During a recent "brew tour" at a local brewery, the Brewmaster had nothing but good things to say about him. Recently, there was some shortage of something, I can't remember what (hops? grain?), and it was hitting the small guys hard, real hard.

Although Boston is now pretty much a "big guy", they were the only big company -- which the suppliers had at the front of the line -- that decided to not hoard the ingredient and actually resold it to many of the little guys at their cost, to avoid shutting them out. It would have been really easy to basically shut 80% of the microbrews down for a few months because of this.

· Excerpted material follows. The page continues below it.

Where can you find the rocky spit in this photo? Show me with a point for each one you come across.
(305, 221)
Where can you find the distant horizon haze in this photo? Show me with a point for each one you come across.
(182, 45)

Koch literally came to the rescue.

I know nothing else, just what this brewmaster said. This company competes with Boston on the local shelves. Didn't matter. Koch did the right thing.
Yes, that was about a hop shortage. It's kind of complicated, but the big guys (Miller, Bud, Coors, etc) apparently use mostly a hop oil concentrate that is shelf stable for years. They had contracted with hop growers, and ran into overproduction for several years, and the big guys had an excess of hop concentrate on the shelf, so cut future contracts way down. Hop farmers ended up pulling out hops and growing other things to stay afloat.

Now the microbrewers are getting mostly the marginal excess hops from these big growers, and basically, the margins dried up very quickly. And it takes years for hops to start producing in quantity. It was tough for home brewers and micro-brewers.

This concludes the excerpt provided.